There’s just something so exhilarating about genealogy: the thrill of the hunt, the joy of discovery, and the unmatched challenge of piecing together history’s forgotten lives.
For most of us, our ancestors weren’t famous. No one wrote books about them or used their real-life adventures as fodder for Hollywood treatments. Their final testaments were graveside eulogies, if any were given, or cold stone markers, if any were laid.
If all you want from research your family tree is tombstone data, you might want to look for another hobby. Genealogy is more than lists of names and dates. In its truest and purest form, genealogy is a detective story. Those of us who practice the craft spend our time unearthing, deciphering, recording, and sharing the stories of real people who had real lives—lives worth remembering and preserving for generations to come. Without us, many of those lives would remain lost under decades and centuries of dust.
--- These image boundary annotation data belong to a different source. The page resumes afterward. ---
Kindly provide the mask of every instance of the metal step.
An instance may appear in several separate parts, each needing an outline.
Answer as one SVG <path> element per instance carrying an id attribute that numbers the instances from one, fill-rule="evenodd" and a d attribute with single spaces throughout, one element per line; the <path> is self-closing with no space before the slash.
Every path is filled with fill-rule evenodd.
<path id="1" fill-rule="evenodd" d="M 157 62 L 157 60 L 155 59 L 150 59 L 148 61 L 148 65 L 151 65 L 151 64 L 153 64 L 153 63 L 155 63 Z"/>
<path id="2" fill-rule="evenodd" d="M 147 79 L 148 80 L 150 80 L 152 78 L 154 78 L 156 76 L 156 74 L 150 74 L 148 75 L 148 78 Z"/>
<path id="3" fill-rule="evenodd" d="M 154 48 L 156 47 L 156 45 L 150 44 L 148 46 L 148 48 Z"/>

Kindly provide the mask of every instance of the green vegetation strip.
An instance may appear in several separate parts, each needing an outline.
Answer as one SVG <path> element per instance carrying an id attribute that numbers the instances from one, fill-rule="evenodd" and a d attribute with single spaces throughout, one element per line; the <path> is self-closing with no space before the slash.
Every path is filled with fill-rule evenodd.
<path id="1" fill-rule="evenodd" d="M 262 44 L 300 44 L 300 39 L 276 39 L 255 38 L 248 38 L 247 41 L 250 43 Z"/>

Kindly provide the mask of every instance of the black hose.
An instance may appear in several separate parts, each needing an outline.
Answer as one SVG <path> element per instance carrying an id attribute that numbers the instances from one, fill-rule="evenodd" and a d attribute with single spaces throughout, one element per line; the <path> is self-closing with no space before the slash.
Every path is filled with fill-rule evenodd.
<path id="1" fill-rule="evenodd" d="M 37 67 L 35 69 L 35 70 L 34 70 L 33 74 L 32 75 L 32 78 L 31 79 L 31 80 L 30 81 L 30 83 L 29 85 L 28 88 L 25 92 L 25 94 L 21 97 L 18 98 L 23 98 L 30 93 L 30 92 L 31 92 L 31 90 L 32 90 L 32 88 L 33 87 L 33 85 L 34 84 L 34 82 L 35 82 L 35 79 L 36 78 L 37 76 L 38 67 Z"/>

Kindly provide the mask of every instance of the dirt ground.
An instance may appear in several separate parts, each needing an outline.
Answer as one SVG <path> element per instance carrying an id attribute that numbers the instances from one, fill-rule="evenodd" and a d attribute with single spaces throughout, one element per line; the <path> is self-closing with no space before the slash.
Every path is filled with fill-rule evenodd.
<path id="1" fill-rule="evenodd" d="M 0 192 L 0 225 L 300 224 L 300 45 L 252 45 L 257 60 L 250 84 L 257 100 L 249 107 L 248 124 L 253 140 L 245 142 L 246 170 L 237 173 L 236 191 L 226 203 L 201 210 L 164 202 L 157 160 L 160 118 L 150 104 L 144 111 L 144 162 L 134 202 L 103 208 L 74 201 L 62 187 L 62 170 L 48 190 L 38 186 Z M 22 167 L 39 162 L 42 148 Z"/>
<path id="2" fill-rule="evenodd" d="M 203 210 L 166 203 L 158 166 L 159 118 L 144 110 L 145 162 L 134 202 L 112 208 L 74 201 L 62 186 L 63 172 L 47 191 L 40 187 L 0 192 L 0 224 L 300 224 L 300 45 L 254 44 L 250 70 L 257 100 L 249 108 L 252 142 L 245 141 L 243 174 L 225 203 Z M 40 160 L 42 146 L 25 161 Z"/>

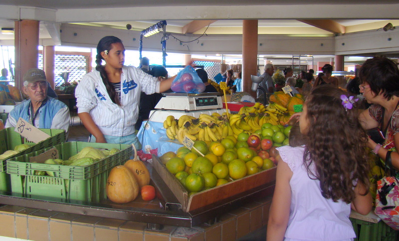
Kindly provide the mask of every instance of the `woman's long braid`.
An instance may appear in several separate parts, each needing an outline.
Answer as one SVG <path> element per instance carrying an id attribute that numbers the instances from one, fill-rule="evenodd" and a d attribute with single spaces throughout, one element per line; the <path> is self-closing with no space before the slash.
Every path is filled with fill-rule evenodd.
<path id="1" fill-rule="evenodd" d="M 100 75 L 101 76 L 101 78 L 103 80 L 103 83 L 104 83 L 104 85 L 105 86 L 107 92 L 111 97 L 111 100 L 112 101 L 112 102 L 118 106 L 120 106 L 120 100 L 118 95 L 116 95 L 116 92 L 115 92 L 114 87 L 109 84 L 109 81 L 108 80 L 108 77 L 107 75 L 107 72 L 105 72 L 105 69 L 104 66 L 101 65 L 102 61 L 102 58 L 101 57 L 101 55 L 100 54 L 97 54 L 96 56 L 96 64 L 97 64 L 96 66 L 96 70 L 100 72 Z"/>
When I started my research in 1990, I had no idea that I’d amass a database of more than 60,000 names or that I’d transform a key ancestor from one line on a tax record to a six-page biography and a potential novel. Nor did I suspect that another ancestor would indirectly influence the one-and-only William Shakespeare.
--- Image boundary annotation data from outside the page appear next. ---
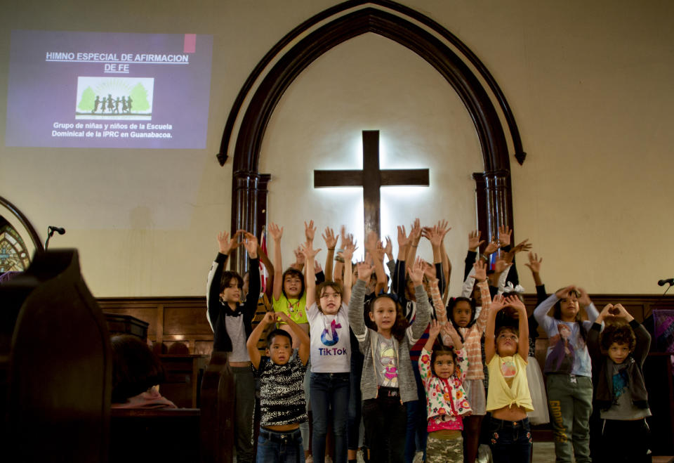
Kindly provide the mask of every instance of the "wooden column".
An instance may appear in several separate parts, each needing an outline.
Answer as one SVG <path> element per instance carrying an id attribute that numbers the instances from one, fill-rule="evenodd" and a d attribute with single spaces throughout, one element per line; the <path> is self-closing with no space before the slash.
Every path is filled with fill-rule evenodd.
<path id="1" fill-rule="evenodd" d="M 477 228 L 485 240 L 484 248 L 489 241 L 498 237 L 498 227 L 513 228 L 510 175 L 506 170 L 496 170 L 476 172 L 473 178 L 475 181 Z"/>
<path id="2" fill-rule="evenodd" d="M 234 173 L 234 195 L 232 197 L 231 233 L 245 230 L 254 233 L 259 239 L 261 220 L 267 216 L 267 184 L 271 178 L 268 174 L 251 171 Z M 243 275 L 248 270 L 245 252 L 234 249 L 230 254 L 230 268 Z"/>

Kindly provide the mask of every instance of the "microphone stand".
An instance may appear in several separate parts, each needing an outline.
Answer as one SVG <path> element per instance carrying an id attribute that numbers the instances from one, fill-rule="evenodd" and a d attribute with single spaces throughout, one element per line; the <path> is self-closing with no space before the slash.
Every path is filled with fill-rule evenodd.
<path id="1" fill-rule="evenodd" d="M 49 227 L 48 228 L 47 228 L 47 240 L 46 241 L 44 242 L 45 251 L 47 250 L 47 247 L 49 246 L 49 240 L 51 240 L 51 237 L 54 235 L 54 233 L 55 231 L 56 230 L 52 228 L 51 227 Z"/>

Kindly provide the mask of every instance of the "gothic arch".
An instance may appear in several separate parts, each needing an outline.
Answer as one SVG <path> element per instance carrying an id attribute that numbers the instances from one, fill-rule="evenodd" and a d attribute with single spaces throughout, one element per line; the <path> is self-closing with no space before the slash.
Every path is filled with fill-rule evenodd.
<path id="1" fill-rule="evenodd" d="M 427 16 L 388 0 L 352 0 L 322 11 L 291 31 L 265 56 L 239 91 L 218 154 L 220 164 L 224 164 L 234 143 L 232 230 L 252 230 L 259 235 L 265 222 L 270 176 L 258 171 L 260 149 L 272 113 L 285 91 L 323 53 L 367 32 L 381 35 L 417 53 L 459 96 L 475 126 L 484 167 L 484 172 L 473 174 L 482 236 L 491 238 L 498 226 L 512 226 L 510 157 L 500 115 L 506 122 L 515 157 L 520 164 L 526 154 L 508 102 L 491 74 L 463 42 Z M 293 40 L 297 41 L 291 46 Z M 498 102 L 498 108 L 491 96 Z M 244 101 L 248 101 L 245 108 Z M 237 121 L 238 131 L 232 137 Z M 244 265 L 239 261 L 237 266 L 242 270 Z"/>

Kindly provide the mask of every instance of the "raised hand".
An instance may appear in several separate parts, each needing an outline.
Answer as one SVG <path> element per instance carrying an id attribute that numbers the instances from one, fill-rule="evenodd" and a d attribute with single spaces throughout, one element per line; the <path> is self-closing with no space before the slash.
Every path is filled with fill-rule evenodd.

That’s the beauty of genealogy. We don’t know what we’ll find when we start. We only know that there are questions begging for answers, mysteries waiting to be solved, and we won’t be satisfied until we’ve solved the puzzle. Dead ends don’t really exist, because we’ll just keep digging until we get to the other side of the wall. Maybe we’ll find an untried path or another wall, but either way we’ll press ahead.